Scherr wished this business of education to be made a business of the State. He held that every one should go to school, that every village should provide a school, that every citizen should take his share in managing a school, and that the parents should be pressed to visit and inspect the school. He wished to see the school a liome, and hoped to call the family spirit to his help. To him no subject was so serious as the school. He meant the world to see things as he saw them; and he hoped by means of public festivals to bring the highest interests of the Canton on the public schools. One part of his reform the Canton put in force without delay. The want of Zurich was the want of Europe— teachers who were fit to teach. Except in Germany, no such artists in tuition could be found; and Scherr proposed to found a training college near the city, where selected youths of either sex might be instructed in this difficult and important art.
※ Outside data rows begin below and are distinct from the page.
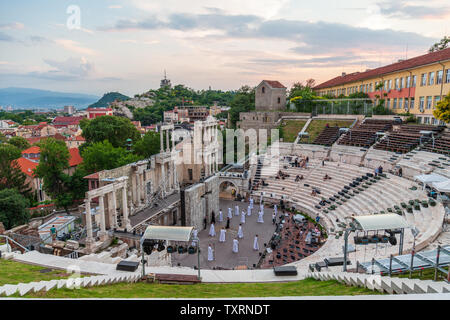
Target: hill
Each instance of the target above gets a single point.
(108, 98)
(28, 98)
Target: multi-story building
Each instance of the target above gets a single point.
(415, 85)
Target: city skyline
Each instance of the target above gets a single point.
(125, 46)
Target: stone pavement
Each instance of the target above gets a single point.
(224, 257)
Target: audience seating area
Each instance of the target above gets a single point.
(364, 135)
(406, 138)
(328, 136)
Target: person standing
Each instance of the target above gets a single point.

Four miles from Zurich city, on a slip of vineyard mirrored in the waters, stands the pretty thorp of Küsnacht. In this pretty thorp his training college was erected. Three years later, Küsnacht was a place of name and fame, and men from every part of Europe flocked to see the master at his work.* An impetus was given to teaching in all countries, more than all in the Teutonic Cantons of the League. As teacher, Scherr was very great. His lessons on the forms of speech, and on the graces of expression, were remarkable for neatness, brilliancy, and point. With boys and girls he had a vast success; his manner was convincing, and his power of illustration and comparison was endless. Scherr was happy in his work, and all, except the Federal party, who hire open enemies of public education, were extremely proud of Scherr. The wider grew his fame the sharper grew his pain. A cry rose up against him that he wished to ruin trade by driving every boy and girl to school. A hundred manufacturers declared that they would have to close their shops. They could not carry on their works. Their industry would perish, and their capital be lost. If Scherr were suffered to go on they must remove their mills to Cantons where such fools were not allowed to tamper with the laws of trade. They might be driven away to France.

Scherr answered that the city was extending on all sides; five hundred new houses were being built; the streets were cleaner, quieter than of yore; the port was filled with an increasing fleet of boats; and thousands of foreign artists were coming to the town for work. New public buildings were commenced; the ancient walls were overthrown; new terraces and gardens rose on either side the lake; new book-shops opened; singing clubs were formed; a theatre was built; some fine hotels were added to the town: the Dom was put into repair; a higher plane was reached. The Feudal party were convicted, not convinced; and when the next reflux of passion brought them into power they wreaked their hatred on the man, although they were not strong enough to stay his work. Scherr died in exile from the Canton he had made his own.

* Prof. Bache made the Normal School at Küsnacht known to American teachers, in his Report on Education in Europe in 1838, and an account of his visit was published in Barnard's Normal Schools in 1846, and in the American Journal of Education in 1858.